What's the speedup you get from assembly gcm_fill? I see the C implementation uses memcpy and WRITE_UINT32, and is likely significantly slower than the ctr_fill16 in ctr.c. But it could be improved using portable means. If done well, it should be a very small fraction of the cpu time spent for gcm encryption.
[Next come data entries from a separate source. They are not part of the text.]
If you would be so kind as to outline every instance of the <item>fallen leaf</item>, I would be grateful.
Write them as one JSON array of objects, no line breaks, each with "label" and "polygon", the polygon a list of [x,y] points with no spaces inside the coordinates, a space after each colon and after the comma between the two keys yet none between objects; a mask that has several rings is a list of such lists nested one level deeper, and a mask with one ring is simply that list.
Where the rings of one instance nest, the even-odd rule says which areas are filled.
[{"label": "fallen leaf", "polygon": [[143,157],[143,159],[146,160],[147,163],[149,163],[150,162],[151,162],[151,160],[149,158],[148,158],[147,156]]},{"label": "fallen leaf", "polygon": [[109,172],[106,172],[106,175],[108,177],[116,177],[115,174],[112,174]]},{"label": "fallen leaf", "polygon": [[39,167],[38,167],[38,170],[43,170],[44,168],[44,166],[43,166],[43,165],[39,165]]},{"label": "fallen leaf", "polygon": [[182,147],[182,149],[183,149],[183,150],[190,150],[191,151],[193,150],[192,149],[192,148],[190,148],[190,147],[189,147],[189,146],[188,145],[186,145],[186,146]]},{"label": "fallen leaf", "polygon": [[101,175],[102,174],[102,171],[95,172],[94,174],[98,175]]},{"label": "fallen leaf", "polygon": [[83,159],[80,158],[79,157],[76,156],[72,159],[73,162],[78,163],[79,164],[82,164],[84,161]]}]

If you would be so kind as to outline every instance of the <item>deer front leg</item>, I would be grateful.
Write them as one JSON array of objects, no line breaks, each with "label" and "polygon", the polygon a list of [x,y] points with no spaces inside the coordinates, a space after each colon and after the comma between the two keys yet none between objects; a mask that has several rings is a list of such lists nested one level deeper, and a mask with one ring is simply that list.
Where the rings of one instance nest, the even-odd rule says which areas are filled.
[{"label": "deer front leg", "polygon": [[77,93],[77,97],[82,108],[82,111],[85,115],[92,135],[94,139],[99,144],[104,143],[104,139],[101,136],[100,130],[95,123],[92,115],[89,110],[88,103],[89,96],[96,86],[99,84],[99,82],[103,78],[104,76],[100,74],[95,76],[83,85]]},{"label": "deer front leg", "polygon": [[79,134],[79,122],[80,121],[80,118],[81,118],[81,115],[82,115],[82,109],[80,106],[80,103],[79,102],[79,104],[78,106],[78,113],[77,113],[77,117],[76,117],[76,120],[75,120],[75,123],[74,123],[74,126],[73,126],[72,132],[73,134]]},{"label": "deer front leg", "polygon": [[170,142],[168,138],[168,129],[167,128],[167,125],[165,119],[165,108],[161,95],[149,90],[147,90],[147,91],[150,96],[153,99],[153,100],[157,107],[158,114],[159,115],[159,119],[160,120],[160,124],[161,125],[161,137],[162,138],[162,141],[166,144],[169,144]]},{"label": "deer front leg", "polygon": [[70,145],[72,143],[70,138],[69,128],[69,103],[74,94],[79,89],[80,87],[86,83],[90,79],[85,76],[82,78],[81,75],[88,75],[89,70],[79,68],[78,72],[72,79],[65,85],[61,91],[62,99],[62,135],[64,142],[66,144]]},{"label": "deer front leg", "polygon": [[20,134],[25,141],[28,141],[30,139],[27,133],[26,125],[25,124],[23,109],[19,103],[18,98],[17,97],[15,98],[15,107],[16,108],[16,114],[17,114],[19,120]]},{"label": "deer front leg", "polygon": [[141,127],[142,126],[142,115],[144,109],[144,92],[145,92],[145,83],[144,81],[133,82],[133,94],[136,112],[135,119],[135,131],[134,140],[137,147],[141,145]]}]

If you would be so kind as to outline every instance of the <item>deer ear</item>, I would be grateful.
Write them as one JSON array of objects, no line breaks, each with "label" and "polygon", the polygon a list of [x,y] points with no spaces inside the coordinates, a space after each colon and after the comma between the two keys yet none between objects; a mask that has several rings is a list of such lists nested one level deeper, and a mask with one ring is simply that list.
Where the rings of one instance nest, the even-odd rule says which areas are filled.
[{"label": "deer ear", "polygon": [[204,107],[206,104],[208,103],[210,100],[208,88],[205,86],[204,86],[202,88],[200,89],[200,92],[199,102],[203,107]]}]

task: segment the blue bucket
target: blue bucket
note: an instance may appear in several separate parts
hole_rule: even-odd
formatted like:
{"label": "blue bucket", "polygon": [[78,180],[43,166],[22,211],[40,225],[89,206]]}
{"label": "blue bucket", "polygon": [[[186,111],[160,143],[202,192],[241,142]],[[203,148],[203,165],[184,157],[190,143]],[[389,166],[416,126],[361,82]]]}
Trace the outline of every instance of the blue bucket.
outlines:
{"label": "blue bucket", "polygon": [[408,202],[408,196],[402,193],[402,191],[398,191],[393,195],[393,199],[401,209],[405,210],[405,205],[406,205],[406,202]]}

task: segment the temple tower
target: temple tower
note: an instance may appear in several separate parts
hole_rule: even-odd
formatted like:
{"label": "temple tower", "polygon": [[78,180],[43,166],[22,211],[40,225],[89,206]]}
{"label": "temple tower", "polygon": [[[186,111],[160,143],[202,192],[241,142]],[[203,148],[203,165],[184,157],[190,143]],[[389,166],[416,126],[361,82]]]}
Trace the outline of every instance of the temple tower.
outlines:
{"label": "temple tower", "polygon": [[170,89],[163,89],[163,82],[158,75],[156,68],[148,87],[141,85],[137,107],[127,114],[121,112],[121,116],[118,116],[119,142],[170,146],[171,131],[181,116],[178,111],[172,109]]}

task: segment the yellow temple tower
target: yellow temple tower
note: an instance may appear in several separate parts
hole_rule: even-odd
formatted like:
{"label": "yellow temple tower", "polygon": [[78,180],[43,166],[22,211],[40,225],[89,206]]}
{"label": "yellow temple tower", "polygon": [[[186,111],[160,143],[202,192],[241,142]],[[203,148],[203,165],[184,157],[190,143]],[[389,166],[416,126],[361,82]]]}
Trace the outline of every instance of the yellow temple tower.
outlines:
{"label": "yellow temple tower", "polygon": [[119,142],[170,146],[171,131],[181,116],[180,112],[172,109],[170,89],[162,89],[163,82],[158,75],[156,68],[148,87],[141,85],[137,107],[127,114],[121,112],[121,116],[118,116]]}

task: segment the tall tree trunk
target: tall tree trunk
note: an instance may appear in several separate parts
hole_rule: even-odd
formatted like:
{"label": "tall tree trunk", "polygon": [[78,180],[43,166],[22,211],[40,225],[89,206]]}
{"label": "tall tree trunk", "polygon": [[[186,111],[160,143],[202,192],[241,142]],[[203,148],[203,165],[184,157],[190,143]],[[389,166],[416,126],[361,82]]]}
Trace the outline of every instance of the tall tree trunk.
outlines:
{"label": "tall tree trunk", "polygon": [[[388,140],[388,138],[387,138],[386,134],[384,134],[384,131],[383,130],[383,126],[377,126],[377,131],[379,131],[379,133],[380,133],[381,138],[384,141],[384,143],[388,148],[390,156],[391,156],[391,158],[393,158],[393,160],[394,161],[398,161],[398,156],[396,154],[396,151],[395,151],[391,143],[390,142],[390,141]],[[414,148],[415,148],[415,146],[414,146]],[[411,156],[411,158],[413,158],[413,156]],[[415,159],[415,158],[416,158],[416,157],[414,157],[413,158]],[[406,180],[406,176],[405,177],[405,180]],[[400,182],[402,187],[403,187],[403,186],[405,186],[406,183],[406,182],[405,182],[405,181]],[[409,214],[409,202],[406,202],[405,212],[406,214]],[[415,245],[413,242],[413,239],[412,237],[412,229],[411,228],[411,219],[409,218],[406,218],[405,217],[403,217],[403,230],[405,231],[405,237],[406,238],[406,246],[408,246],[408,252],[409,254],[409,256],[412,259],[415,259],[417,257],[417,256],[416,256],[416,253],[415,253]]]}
Actually, there is a counter involved along with writing operations, the idea here is that the width of a single block is 16 bytes which can fit in a vector register so one writing operation is needed plus executing e.g. 6 addition operations per cycle would boost the function performance. I measured the execution time of both C and altivec implementations on POWER8 for 32,768 blocks (512 KB), repeated 10000 times and compiled with -O3 gcm_fill_c() took 0.000073 seconds to execute gcm_fill_altivec() took 0.000019 seconds to execute As you can see, the function itself isn't time consuming at all and maybe optimizing it is not worth it, but gcm_fill is part of AES_CTR and what other libraries usually do is optimizing AES_CTR as a whole so I considered optimizing it to stay on the same track.
What table layout is used by the assembly gcm_init_key? I would have
expected not much tables to be needed when using the special multiply instructions. And Nettle generally doesn't try very hard to optimize key setup, under the theory that applications that need high performance also do a lot of work with each key. E.g., we use C code for AES key setup even when it could be sped up by assembly using special instructions.
So it would be easier for me to start with a patch for gcm_hash only (possibly with supporting C code for key setup).
It's a little bit more complicated than just special multiply instructions, let me explain that
From reference [1]:
To compute the GHASH digest of 4 consecutive blocks, we use a method of parallelization as described in References [3]. The method can be described by the following equations: Ciphertext inputs: C0, C1, C2, C3. Digest input/output: Digest. Digest = (((((((Digest ⊕C0)*H)⊕C1)*H)⊕C2)*H)⊕C3)*H = ((Digest⊕C0)*H^4)⊕(C1*H^3)⊕(C2*H^2)⊕(C3*H)
As you can see, there is a pre-computed constants here "H,H^2,H^3,H^3" which should settle in a table to be used in upcoming hash operations, furthermore to handle bit-reflection of the multiplication product, we precompute "H << 1 modulo polynomial g(x)" then to pre-compute "H^2,H^3,H^3" we use the operation: reflected (A)*reflected (H<<1 mod g(x)) = reflected (A*H) mod g(x) so we got H = H << 1 modulo polynomial g(x) then H^2 = H * H and so on. we can use these values as 128-bit constants and avoid shifting the product. Also in the init function we have to precompute inputs to the Karatsuba Algorithm, so we adapt the previous constants to be compatible with the Karatsuba Algorithm. In summary, The table layout varies according to the techniques used in the different implementations, it's unreasonable to fill certain table using C as standard key setup, for example there are several x86 GCM implementations in OpenSSL library and the table layouts of SSE and AVX implementations are different from each other.
[1] https://www.intel.com/content/dam/www/public/us/en/documents/white-papers/co...